In the cases where there is a pre-existing calibration cache file that users want to use, CacheCalibrator can be used without any dataloaders. The following example demonstrates how to use CacheCalibrator to use in INT8 mode.

calibrator = trtorch.ptq.CacheCalibrator("./calibration.cache")

compile_settings = {
      "inputs": [trtorch.Input([1, 3, 32, 32])],
      "enabled_precisions": {torch.float, torch.half, torch.int8},
      "calibrator": calibrator,
      "max_batch_size": 32,
  }

trt_mod = trtorch.compile(model, compile_settings)

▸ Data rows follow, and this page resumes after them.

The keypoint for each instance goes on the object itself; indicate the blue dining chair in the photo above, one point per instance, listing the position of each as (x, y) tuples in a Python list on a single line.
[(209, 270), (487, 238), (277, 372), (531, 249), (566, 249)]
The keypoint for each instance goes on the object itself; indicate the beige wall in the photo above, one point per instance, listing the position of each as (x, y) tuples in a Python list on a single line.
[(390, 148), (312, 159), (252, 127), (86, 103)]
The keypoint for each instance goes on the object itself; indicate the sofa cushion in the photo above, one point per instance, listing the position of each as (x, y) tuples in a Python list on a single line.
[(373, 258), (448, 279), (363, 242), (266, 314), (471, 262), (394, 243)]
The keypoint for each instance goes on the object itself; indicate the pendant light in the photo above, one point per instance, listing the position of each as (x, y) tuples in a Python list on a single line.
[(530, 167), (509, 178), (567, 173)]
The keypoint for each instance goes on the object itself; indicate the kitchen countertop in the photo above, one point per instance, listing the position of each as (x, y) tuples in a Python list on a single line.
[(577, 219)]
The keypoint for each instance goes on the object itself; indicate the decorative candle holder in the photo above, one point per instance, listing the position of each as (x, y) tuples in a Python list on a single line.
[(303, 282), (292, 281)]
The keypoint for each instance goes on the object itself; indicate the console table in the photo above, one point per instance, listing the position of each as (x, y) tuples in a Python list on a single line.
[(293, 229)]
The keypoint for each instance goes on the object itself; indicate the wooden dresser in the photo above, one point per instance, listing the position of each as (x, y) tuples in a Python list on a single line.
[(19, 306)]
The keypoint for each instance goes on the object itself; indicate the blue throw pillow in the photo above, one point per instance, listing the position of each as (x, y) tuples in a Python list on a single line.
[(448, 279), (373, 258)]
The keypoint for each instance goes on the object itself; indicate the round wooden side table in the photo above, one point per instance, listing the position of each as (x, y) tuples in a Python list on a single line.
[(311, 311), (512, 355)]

If you already have an existing calibrator class (implemented directly using TensorRT API), you can directly set the calibrator field to your class which can be very convenient. For a demo on how PTQ can be performed on a VGG network using TRTorch API, you can refer to https://github.com/NVIDIA/TRTorch/blob/master/tests/py/test_ptq_dataloader_calibrator.py and https://github.com/NVIDIA/TRTorch/blob/master/tests/py/test_ptq_trt_calibrator.py

Citations

Krizhevsky, A., & Hinton, G. (2009). Learning multiple layers of features from tiny images.

Simonyan, K., & Zisserman, A. (2014). Very deep convolutional networks for large-scale image recognition. arXiv preprint arXiv:1409.1556.